November 11, 2005

Journalism 's Limits


A reporter cannot write that a Congressional hearing is a stage play, a farce, a show intended to deceive the audience. That judgement rests on so many conclusions about the meaning of facts that it becomes opinion and belongs in a column or editorial.
Michael Coleman, the Journal’s Washington reporter, attended that kind of hearing before the Senate Energy Committee Wednesday. Senate Energy is headed by New Mexico’s own Pete Domenici, a Republican. Its ranking Democrat is New Mexico’s Jeff Bingaman. You will remember they co-authored a recent energy bill that pleased oil and nuclear and coal interests.
Back to the hearing. Here are Coleman’s lead and second paragraphs:
"The US Senate had oil company executives right where the American public wanted them Wednesday – on a congressional hot seat facing hard questions about high gasoline prices.
"But the heavy grilling never materialized."
He went on to report that Domenici found the oil companies’ defense convincing.
That’s very well done. Coleman could – and did – make it clear that the hearing wasn’t hard on the oil barons, thereby perpetrating some useful journalism. That’s my first point.
I have a second – ideology can distort our thinking. Case in point: Charles Krauthammer, the brilliant right wing columnist who writes in today’s Albuquerque Journal:
"The Senate just loved its little oil-executive inquisition."
I guess one man’s patty-cake is another man’s Inquisition.
In fairness, Krauthammer isn’t all wrong. I suspect the Senate did love its
hearings; they made it look as if the Senators were responding to their constituents.
Further, his column suggests higher gas taxes to reduce consumption, a reasonable idea. (Of course, he also tells us "we" need more refineries.

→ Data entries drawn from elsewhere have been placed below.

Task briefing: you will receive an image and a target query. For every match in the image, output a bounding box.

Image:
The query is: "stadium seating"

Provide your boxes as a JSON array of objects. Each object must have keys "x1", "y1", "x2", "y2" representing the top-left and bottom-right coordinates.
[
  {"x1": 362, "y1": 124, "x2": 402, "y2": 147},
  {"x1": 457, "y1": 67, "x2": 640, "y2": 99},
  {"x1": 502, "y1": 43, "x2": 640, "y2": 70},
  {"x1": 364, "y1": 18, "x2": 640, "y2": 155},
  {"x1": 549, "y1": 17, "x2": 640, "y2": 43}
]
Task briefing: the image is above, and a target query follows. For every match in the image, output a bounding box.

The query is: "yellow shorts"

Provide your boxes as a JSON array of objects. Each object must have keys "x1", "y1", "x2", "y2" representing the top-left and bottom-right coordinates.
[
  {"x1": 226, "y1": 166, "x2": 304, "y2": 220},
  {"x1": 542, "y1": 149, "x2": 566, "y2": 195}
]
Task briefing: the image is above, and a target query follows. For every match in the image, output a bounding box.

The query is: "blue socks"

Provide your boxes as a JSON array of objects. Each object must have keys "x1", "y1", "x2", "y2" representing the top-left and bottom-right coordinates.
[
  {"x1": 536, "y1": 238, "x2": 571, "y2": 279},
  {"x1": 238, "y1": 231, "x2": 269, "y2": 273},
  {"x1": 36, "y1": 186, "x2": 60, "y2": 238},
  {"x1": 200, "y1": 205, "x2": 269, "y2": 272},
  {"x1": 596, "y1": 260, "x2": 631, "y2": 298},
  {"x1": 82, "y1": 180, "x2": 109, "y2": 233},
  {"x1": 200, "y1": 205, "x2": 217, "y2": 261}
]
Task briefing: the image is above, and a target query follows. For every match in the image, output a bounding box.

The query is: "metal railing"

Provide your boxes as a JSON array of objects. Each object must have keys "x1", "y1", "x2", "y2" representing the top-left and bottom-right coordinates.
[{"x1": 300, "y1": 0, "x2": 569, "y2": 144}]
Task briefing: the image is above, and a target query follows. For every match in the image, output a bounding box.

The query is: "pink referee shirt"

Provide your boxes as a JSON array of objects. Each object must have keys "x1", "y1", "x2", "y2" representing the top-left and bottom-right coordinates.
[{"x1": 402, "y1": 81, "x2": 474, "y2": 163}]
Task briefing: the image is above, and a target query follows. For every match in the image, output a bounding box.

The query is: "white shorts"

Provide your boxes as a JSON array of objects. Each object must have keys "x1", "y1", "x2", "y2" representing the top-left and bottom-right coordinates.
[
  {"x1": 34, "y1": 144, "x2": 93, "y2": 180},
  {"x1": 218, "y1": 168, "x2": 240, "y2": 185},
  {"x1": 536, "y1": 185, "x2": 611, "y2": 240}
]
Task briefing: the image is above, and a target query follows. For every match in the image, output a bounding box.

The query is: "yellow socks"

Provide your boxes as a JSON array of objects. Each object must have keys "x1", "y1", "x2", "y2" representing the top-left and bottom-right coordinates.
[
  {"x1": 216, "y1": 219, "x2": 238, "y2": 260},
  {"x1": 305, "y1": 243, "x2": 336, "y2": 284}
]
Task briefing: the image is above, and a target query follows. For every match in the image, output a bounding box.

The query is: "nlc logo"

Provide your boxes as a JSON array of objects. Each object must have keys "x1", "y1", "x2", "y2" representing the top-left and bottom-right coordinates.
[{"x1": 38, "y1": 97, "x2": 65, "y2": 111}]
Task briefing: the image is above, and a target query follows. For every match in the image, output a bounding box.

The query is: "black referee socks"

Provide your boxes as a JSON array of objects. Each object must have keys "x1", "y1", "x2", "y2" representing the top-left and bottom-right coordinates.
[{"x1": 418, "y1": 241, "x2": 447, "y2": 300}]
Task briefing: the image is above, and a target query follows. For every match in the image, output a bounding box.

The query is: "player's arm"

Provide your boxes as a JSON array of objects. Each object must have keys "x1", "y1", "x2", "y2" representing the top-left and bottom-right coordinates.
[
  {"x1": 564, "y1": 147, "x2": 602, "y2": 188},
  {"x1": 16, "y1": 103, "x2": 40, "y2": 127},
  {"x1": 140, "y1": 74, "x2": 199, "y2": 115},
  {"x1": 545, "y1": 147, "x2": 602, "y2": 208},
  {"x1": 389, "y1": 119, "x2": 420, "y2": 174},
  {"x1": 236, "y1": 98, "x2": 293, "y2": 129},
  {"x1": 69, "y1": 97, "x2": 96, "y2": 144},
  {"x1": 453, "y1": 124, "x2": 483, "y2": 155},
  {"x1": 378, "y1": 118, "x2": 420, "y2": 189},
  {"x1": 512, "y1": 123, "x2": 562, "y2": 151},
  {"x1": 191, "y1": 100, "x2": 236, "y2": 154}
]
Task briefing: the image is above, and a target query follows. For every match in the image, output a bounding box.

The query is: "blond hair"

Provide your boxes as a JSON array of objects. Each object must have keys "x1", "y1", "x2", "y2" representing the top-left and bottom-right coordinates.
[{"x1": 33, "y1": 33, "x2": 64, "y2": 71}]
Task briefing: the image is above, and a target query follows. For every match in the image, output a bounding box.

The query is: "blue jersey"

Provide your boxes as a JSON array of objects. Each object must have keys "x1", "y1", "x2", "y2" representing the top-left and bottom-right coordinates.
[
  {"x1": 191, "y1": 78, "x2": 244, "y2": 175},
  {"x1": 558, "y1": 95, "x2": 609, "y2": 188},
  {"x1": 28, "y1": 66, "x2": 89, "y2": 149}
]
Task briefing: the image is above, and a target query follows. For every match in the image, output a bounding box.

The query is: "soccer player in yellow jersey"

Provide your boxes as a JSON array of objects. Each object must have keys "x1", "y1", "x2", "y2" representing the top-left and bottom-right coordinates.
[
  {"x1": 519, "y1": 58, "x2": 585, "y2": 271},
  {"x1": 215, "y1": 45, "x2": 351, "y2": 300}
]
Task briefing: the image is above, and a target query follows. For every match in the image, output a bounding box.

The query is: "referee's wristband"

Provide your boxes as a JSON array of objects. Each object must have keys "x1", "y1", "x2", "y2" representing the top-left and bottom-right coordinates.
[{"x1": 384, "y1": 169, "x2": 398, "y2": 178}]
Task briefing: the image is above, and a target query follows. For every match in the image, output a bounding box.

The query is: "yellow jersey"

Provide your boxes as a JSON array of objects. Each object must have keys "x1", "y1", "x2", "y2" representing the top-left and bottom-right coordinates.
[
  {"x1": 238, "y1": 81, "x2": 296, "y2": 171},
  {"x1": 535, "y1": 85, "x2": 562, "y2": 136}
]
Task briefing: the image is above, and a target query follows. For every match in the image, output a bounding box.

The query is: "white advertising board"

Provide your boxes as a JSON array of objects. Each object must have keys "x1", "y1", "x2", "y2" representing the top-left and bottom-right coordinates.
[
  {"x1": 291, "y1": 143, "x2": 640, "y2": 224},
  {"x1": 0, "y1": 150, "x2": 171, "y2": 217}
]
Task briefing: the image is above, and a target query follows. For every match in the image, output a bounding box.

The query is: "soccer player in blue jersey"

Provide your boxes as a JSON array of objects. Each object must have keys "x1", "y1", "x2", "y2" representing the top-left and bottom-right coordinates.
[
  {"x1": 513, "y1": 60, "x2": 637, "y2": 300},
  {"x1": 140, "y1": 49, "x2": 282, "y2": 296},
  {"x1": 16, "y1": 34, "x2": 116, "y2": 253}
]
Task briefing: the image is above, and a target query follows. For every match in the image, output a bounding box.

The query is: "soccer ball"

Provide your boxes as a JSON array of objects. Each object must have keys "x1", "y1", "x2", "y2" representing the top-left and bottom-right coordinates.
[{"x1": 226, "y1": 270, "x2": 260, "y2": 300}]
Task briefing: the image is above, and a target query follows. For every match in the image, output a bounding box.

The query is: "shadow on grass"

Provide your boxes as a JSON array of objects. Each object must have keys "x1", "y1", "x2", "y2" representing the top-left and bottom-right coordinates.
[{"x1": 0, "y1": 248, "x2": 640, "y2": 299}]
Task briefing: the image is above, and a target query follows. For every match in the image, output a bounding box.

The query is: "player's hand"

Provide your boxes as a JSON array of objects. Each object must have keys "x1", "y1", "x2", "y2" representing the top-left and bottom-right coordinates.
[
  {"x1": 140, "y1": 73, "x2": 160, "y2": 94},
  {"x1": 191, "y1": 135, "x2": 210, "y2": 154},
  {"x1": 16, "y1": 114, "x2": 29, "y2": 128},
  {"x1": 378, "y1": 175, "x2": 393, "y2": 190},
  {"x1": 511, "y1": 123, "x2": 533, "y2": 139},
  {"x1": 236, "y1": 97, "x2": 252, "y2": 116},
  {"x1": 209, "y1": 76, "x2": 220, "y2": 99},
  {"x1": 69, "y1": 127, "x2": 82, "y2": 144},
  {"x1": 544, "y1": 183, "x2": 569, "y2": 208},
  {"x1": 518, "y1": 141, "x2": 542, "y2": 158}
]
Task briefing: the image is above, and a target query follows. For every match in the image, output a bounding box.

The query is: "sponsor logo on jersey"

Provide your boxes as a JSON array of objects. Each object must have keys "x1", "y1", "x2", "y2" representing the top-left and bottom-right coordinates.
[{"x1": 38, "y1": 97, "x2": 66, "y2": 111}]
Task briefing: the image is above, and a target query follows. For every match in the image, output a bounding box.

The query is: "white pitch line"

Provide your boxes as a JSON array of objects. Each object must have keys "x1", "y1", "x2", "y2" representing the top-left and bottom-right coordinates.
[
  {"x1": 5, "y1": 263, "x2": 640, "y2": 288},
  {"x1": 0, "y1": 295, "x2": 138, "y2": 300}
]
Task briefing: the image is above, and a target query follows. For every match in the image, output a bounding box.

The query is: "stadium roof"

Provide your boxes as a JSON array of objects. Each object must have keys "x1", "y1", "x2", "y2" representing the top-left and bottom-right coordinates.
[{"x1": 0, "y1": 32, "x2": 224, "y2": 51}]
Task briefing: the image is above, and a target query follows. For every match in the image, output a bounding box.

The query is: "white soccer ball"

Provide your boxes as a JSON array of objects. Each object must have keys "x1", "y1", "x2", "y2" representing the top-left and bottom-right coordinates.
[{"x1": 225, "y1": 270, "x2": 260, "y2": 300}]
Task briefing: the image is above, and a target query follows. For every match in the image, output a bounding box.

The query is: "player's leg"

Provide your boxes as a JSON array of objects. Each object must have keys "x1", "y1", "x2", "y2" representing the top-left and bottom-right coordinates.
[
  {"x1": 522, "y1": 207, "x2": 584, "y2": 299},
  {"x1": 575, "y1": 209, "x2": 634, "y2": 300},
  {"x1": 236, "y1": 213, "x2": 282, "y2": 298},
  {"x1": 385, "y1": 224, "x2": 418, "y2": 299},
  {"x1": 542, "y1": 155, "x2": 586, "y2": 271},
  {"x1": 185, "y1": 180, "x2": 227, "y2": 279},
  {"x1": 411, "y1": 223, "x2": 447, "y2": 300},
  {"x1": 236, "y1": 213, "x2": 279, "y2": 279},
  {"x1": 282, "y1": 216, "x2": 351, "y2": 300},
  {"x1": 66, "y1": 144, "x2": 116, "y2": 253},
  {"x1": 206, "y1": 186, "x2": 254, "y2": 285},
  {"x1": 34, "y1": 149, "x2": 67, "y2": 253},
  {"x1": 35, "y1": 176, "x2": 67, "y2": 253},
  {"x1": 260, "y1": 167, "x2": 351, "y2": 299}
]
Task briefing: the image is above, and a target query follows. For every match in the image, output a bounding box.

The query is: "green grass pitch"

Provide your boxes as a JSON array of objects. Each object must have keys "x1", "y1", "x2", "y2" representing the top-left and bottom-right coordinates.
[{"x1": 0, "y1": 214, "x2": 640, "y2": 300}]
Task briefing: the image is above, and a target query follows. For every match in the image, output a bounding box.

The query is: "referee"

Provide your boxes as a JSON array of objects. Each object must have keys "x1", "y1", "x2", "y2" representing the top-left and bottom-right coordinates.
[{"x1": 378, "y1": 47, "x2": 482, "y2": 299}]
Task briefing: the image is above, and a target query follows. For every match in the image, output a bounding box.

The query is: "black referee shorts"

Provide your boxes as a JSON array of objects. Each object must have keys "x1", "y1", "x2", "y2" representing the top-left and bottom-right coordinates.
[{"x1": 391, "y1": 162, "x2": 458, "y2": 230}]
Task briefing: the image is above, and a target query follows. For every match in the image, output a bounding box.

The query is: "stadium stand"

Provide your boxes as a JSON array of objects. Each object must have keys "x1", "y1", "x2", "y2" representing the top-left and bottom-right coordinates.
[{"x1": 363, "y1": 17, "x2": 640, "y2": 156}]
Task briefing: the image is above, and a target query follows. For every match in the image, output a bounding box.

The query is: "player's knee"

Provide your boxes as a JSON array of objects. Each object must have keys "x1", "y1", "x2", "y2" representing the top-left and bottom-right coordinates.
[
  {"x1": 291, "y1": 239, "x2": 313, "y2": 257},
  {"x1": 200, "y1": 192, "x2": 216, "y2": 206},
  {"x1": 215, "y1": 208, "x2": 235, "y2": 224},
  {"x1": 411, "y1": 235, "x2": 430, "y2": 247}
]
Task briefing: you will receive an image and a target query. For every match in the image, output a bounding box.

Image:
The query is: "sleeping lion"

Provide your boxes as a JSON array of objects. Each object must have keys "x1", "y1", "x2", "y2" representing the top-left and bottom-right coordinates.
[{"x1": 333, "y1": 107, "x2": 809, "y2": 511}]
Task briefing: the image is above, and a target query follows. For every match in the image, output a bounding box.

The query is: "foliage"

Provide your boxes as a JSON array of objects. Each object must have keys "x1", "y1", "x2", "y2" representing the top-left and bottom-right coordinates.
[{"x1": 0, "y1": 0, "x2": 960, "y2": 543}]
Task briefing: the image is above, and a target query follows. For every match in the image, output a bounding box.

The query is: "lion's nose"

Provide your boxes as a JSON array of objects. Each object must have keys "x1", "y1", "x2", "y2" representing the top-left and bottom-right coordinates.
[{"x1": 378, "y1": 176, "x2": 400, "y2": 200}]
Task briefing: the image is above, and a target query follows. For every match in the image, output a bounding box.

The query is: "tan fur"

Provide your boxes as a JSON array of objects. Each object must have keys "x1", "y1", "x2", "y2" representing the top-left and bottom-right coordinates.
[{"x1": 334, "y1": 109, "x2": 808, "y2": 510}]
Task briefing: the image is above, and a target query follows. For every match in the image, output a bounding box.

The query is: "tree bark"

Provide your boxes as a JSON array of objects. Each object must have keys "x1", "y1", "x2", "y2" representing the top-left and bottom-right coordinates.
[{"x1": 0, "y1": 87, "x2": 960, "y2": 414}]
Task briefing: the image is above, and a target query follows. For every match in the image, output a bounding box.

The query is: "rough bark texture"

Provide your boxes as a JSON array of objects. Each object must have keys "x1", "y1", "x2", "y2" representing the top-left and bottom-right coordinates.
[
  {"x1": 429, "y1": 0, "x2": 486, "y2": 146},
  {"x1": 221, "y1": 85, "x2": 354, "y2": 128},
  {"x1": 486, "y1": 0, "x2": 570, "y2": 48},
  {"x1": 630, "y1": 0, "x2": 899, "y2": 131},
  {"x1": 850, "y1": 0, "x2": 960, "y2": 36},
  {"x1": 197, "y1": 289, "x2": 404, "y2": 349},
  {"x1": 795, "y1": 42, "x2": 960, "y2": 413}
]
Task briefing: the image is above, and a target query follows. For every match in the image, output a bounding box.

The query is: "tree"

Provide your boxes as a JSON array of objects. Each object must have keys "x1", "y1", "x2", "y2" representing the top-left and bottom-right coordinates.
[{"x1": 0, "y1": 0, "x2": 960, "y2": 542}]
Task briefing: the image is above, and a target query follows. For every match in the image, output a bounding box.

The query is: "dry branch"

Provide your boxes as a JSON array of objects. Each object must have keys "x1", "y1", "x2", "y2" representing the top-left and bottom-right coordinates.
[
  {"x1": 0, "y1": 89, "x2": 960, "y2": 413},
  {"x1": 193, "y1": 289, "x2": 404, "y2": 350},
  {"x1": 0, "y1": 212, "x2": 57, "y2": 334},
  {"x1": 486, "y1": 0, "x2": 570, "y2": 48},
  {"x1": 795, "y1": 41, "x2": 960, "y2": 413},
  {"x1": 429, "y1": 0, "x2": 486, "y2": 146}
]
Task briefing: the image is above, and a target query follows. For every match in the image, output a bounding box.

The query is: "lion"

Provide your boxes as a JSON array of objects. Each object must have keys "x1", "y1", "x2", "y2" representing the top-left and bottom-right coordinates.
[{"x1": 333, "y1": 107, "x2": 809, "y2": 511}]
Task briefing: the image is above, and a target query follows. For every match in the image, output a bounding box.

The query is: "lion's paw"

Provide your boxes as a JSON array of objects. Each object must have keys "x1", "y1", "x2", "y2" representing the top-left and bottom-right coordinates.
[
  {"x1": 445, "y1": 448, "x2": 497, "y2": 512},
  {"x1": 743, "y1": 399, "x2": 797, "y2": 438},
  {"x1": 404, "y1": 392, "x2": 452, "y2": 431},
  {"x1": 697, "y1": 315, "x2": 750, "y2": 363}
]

In other words, with the oil industry unwilling to build refineries because they would expand supply and thereby lower profits, the taxpayers should foot the bill.)
No matter. My point is that Krauthammer’s ideology led him to mischaracterize the Senate hearing. Liberal (and neo-con) Tom Friedman did something similar in today's New York Times; only ideological bias could lead a guy as brilliant as Friedman to suggest the national Democrats are dominated by their left wing.
Hey, ideology-distorting eyesight isn’t unusual. I am certain that my blinders - sometimes liberal, sometimes radical, sometimes conservative - lead me astray, too.